Vivo en un país donde toda la vida he escuchado la frase “Aquí pasa de todo y no pasa nada”. Es un país donde es de mala educación chistar, protestar, alzar la voz, criticar los hechos sin antes disculparse. Donde si uno es maltratado en cualquier servicio público y hay reclamo por dicho comportamiento, inmediatamente se nos califica de patanes, desagradecidos, vulgares. Y a eso se suma que, si lo que objetamos, tiene un contenido aparentemente político, habrá quien nos despreciará, con voz autoritaria, tachándonos de mamertos, zurdos de mierda, subversivos, enemigos de la concordia, revoltosos, primos segundos del diablo y otras tonterías. Seguimos, en muchos comportamientos cotidianos, rigiéndonos con las reglas impuestas por la más conservadora de nuestras tías, aquella que carga siempre el rosario en sus manos y tiene eterna mirada inquisidora. Este es el país donde a veces es mejor aparentar buenas costumbres de siglos pasados antes que tomarnos en serio la realidad de hoy.

Claro, este es un país de historia violenta, y de la peor clase. Hemos vivido las peores masacres promovidas por cada uno de los extremos, y en las cuales la vida ha tenido el precio más bajo del mercado mundial. Aquí hemos vivido episodios de guerrilleros bombardeando iglesias en las cuales se ha refugiado la población civil de una aldea, y, a la vez, también hemos recibido las peores noticias de paramilitares jugando con las cabezas de sus víctimas en las plazas de los pueblos. Hemos sumado la mayor cantidad de desplazados internos que casi cualquier otra nación del planeta puede nombrar en su historia, y acumulamos más de ocho millones de víctimas de un conflicto de setenta años que  muchos de aquellos que siguen insistiendo en las viejas buenas maneras continúan negando. Si, Colombia es un país con una cortina muy gruesa al frente, que intenta tapar todos sus pecados, porque no nos queda bien reconocer nuestros errores, por aquello del qué dirán. 

Las nuevas generaciones han decidido no heredar esta pesada carga de falsos remilgos, disfraces morales que no calzan con sus cuerpos, vergüenzas pasadas que no les pertenecen. La guerra, si, esa maldita palabra, no la quieren seguir incorporando a su lenguaje. Por eso se horrorizan sin complejos con los menores muertos en un bombardeo oficial, o con los índices de hambre de algunas de las regiones más desprotegidas por el Estado. Muchos de estos jóvenes se avergüenzan de nosotros porque dejamos pasar una y otra vez, miles de veces, la oportunidad de poder imaginarnos algo mejor. Dentro de sus lamentos también incluyen la zozobra que les causa que hablemos de todo esto en voz baja, porque no queremos que nadie nos escuche criticando lo establecido. Con toda la razón, sienten pena por nosotros. 

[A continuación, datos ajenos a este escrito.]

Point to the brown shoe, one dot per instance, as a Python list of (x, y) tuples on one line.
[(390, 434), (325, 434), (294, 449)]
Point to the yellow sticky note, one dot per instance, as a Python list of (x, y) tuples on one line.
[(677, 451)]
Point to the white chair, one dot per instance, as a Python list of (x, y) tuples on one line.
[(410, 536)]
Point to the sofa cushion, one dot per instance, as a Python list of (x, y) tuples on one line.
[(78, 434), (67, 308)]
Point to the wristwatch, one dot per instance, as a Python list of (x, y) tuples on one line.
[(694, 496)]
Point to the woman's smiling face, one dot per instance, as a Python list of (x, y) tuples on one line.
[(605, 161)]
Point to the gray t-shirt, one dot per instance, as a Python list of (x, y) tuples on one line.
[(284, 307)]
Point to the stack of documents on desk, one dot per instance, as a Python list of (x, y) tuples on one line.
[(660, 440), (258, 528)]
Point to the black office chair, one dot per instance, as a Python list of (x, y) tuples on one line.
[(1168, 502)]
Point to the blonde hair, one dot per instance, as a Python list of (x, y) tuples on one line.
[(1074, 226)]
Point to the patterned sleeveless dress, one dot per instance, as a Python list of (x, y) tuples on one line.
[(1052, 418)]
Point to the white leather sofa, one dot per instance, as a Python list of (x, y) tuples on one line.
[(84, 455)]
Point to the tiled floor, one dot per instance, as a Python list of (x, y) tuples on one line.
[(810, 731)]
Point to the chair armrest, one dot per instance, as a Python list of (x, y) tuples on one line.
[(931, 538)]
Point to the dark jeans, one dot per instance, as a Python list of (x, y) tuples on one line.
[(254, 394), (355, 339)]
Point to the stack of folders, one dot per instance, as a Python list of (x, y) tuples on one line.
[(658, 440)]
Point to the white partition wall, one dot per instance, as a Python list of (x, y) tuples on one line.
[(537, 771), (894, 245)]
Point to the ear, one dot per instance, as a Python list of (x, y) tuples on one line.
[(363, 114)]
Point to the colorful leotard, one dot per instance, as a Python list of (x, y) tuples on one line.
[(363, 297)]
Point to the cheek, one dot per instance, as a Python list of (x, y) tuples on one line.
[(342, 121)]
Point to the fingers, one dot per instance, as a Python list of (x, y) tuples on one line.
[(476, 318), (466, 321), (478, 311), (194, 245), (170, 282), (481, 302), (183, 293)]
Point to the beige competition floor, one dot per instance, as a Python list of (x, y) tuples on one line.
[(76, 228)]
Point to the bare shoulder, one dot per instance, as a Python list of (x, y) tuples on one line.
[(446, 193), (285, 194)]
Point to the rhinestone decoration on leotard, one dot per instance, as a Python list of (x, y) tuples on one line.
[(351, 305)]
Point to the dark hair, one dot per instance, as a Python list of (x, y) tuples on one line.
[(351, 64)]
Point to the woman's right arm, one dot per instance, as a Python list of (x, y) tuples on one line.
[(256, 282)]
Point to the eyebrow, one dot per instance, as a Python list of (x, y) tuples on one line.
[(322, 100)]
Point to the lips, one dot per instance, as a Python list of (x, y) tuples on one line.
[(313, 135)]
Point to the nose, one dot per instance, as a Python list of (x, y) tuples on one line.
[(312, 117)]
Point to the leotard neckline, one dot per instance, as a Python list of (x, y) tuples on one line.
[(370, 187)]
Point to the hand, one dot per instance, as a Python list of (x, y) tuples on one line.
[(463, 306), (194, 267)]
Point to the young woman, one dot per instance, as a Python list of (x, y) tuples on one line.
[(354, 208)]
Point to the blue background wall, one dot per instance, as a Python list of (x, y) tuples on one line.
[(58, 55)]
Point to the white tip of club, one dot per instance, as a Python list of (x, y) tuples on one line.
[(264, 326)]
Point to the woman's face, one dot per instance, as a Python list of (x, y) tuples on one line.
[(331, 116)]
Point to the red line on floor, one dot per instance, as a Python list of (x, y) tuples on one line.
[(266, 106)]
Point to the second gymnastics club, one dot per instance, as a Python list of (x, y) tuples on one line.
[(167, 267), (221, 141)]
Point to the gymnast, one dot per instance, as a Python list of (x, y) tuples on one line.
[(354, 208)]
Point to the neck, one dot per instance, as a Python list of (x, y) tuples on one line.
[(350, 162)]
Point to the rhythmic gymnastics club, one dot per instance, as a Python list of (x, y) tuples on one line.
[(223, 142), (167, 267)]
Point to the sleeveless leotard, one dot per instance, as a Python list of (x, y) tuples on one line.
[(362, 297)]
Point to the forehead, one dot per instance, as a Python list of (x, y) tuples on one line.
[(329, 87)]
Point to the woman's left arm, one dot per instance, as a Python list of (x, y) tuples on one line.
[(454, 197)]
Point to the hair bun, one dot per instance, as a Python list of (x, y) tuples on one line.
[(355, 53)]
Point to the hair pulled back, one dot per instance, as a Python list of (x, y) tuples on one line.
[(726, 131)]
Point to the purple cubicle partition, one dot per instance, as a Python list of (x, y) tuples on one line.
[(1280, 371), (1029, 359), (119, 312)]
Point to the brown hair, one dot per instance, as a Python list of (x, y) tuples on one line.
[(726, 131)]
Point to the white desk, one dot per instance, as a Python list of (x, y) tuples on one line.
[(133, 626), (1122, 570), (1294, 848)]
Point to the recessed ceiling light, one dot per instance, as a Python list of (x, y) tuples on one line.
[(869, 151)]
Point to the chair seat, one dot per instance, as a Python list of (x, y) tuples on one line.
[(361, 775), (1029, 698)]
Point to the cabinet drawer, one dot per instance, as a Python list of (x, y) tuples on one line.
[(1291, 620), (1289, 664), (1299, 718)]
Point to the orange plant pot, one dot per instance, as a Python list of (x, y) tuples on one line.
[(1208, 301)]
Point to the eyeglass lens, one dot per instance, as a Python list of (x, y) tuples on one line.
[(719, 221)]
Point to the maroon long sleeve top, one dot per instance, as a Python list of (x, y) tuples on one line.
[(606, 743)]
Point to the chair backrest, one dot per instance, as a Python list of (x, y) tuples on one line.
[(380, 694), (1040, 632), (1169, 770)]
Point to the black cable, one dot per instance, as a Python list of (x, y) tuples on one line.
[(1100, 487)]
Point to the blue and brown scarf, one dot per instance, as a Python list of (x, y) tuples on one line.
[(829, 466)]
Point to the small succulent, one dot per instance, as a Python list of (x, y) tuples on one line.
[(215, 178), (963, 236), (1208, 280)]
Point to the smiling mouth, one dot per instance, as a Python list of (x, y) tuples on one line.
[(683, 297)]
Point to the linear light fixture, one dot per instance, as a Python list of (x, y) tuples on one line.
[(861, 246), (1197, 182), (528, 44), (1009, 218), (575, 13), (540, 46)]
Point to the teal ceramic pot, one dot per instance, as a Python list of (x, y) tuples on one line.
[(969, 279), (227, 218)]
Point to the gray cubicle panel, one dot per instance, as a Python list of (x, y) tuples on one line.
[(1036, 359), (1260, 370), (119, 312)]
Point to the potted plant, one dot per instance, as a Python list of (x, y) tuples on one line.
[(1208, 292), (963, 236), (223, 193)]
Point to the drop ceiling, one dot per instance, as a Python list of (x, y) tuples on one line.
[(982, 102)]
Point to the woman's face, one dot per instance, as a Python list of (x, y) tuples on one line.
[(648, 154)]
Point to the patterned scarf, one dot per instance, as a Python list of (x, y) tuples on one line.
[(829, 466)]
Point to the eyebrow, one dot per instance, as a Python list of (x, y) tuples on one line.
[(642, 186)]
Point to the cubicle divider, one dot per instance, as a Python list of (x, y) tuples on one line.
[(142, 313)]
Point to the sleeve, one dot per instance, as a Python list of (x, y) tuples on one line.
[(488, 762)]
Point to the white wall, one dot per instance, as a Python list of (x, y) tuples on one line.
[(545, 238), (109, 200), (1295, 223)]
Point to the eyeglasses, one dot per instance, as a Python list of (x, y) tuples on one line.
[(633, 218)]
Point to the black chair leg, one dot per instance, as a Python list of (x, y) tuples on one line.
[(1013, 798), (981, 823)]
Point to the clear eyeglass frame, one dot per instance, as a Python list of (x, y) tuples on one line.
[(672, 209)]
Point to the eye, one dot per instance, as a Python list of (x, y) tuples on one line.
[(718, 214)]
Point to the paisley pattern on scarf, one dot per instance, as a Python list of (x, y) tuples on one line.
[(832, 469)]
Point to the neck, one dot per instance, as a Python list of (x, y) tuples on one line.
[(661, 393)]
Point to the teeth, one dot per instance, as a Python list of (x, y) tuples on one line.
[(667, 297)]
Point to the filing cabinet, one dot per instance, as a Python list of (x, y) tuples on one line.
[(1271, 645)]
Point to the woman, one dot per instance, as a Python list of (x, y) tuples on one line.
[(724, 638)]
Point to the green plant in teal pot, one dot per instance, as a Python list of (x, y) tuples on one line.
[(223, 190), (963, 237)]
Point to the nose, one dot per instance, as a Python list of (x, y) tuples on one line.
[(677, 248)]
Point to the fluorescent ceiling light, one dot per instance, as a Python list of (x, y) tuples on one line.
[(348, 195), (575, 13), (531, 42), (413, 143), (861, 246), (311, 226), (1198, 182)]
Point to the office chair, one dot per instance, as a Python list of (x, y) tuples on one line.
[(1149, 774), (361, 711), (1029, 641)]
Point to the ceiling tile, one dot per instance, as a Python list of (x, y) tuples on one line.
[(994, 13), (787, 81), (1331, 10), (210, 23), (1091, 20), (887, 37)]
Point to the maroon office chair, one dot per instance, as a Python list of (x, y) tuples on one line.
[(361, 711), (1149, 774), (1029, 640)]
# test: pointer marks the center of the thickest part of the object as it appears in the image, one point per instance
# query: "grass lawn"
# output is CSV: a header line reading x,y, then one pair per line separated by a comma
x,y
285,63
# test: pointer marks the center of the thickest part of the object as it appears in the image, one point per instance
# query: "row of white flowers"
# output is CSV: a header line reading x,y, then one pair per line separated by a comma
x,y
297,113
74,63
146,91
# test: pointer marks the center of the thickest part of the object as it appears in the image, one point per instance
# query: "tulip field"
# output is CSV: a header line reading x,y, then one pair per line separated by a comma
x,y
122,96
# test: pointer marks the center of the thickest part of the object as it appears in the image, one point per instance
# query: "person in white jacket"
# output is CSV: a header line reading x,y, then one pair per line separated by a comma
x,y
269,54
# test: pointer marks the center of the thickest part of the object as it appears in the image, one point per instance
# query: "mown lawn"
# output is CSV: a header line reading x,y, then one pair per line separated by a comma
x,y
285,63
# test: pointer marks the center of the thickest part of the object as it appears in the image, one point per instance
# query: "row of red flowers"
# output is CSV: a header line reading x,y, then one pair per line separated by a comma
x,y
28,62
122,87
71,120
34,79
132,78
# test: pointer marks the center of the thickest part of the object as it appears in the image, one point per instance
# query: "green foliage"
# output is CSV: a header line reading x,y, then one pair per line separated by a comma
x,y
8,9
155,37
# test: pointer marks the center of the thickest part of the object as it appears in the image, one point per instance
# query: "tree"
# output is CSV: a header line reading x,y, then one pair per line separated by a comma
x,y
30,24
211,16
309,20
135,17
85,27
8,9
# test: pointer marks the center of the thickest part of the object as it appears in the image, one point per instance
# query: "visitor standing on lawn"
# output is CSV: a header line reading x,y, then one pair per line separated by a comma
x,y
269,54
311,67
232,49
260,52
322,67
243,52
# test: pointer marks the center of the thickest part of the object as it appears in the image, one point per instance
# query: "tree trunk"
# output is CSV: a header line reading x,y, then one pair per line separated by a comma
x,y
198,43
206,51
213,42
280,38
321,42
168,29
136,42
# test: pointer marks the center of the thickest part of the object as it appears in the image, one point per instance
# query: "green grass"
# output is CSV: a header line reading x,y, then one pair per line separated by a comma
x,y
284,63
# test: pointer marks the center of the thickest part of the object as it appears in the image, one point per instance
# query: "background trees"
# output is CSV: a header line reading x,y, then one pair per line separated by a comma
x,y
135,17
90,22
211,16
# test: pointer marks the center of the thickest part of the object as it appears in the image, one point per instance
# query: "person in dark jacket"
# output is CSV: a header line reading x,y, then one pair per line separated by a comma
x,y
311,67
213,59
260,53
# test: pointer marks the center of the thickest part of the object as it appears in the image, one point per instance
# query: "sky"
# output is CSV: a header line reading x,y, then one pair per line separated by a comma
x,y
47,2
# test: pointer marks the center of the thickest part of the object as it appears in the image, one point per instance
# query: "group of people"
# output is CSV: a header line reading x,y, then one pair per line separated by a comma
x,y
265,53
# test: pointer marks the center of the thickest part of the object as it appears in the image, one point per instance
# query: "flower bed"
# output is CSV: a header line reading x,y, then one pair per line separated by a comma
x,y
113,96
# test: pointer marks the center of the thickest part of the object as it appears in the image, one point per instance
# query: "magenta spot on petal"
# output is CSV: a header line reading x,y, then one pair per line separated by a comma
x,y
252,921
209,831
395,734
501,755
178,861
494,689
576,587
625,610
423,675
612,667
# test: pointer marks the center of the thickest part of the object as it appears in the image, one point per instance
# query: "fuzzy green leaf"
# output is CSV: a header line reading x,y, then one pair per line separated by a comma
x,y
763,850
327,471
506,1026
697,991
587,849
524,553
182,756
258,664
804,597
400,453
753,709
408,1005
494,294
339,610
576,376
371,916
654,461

Estas nuevas generaciones quieren marchar en paz. Y si, a más de uno le sonará muy hippie lo que voy a decir, pero ellos y ellas lo quieren hacer cantando, bailando, mostrando la cara al viento y sin pedirle permiso a nadie. Además, después de lo que hicimos, no somos quién para exigirles tal o cual actitud, cuando nosotros no nos salvamos por nuestra cuenta.

En este paro del 21 de noviembre participan muchas personas de casi todos los lugares del espectro político de esta nación. Entre ellos, muchos individuos que hace un tiempo reciente no se hubieran imaginado unirse a este tipo de actividades. Personas que no quieren sentir miedo de expresar de manera genuina cómo les duele Colombia. Tienen todo el derecho a salir a las calles y decirlo. Ojalá todo mañana transcurra con alegría, con esperanza, con libertad. Ojalá todos logremos mañana marchar en paz.